Después de una Semana Santa en Zaragoza ciudad, entre lluvia que cae y viento que sopla, golpes de tambor y escenografías de otro tiempo, mi corazón añoraba olor a mar, el solecito en la cara y los pájaros parlanchines que me despiertan cada vez que voy a Asturias. Hubiera soñado por un aire fresco que arrastrara el olor a incienso que quedaba tras el paso de encapuchados por las calles.
Añoré entre comidas familiares, idas y vueltas, buenos ratos con amigos, la paz del norte, la fuerza que me arrastra a mirar un mar que nunca se acaba, a vivir los pequeños momentos que por triviales son maravillosos. Buceé entre mis recuerdos para tocar esas hiedras y sentir el sudor que desborda sobre la frente después de un día de lucha contra las malas hierbas.

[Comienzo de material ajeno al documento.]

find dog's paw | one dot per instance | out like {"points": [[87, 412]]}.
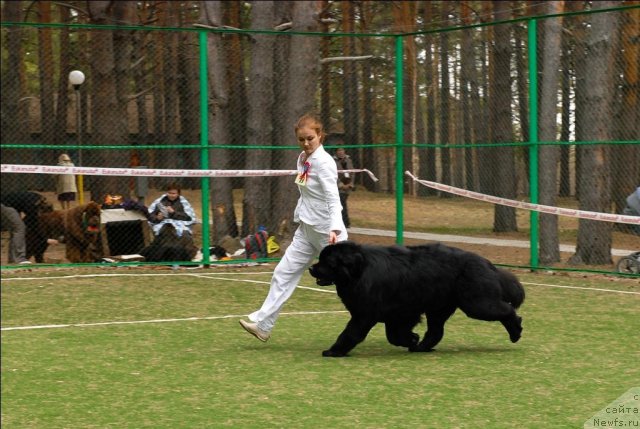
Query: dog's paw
{"points": [[419, 349], [323, 282], [515, 334], [333, 353]]}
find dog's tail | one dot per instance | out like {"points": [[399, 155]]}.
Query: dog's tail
{"points": [[512, 290]]}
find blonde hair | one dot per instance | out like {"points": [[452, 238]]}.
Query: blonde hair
{"points": [[311, 121]]}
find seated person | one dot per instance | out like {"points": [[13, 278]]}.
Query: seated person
{"points": [[172, 208]]}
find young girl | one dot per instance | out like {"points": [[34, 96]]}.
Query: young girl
{"points": [[319, 215]]}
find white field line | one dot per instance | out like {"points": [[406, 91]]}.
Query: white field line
{"points": [[139, 322], [582, 288], [216, 277]]}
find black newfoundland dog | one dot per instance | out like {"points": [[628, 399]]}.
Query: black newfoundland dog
{"points": [[395, 285]]}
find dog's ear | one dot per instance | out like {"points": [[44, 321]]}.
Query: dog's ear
{"points": [[352, 263]]}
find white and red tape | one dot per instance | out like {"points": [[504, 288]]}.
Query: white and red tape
{"points": [[608, 217], [153, 172]]}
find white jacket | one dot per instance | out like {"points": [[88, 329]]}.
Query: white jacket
{"points": [[319, 202]]}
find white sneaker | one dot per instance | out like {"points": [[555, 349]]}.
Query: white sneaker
{"points": [[253, 329]]}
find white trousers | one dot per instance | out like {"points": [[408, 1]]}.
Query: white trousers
{"points": [[300, 254]]}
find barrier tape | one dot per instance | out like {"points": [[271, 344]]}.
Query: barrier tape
{"points": [[608, 217], [154, 172]]}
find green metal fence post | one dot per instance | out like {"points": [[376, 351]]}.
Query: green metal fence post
{"points": [[204, 142], [533, 138], [399, 143]]}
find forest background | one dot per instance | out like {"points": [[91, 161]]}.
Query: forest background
{"points": [[465, 100]]}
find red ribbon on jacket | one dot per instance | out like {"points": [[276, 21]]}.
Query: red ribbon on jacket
{"points": [[305, 172]]}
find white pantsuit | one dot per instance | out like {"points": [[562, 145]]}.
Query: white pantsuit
{"points": [[318, 212]]}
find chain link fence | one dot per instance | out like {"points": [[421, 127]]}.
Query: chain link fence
{"points": [[465, 105]]}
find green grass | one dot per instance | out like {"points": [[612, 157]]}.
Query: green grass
{"points": [[577, 354]]}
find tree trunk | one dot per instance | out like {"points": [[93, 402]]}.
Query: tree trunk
{"points": [[369, 155], [445, 111], [565, 132], [302, 73], [594, 238], [14, 111], [427, 157], [109, 121], [549, 155], [62, 106], [350, 83], [626, 158], [468, 75], [257, 198], [500, 112], [189, 99], [221, 197], [47, 108]]}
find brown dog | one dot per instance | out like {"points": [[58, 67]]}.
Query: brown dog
{"points": [[80, 229]]}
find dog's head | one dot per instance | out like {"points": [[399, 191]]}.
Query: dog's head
{"points": [[91, 217], [339, 263]]}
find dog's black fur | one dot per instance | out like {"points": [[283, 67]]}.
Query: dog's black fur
{"points": [[395, 285]]}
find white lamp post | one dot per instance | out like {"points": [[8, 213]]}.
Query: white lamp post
{"points": [[76, 78]]}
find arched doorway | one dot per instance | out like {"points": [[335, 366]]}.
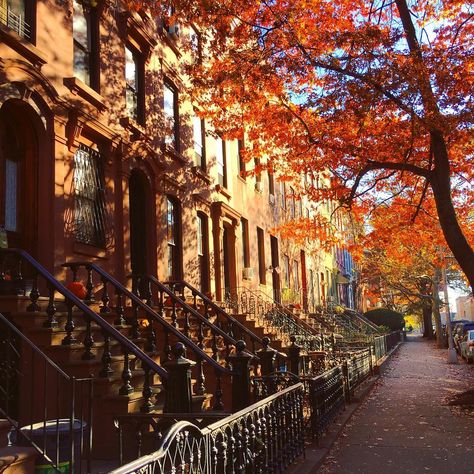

Alojé el deseo de volver pronto, y mi corazón volvió a ser grande. Revolverme entre los recuerdos, aunque me hacían algo de daño, fue bueno, por un momento viajé a ese rincón que todos guardamos, dentro de nosotros mismos, cargado de cosas buenas, de los sueños que nunca duermen.
La noche llegó y al darle un beso a la niña que espero, sólo me dieron ganas de llevarla al norte y bañarla en las aguas de un mar que todo lo cura.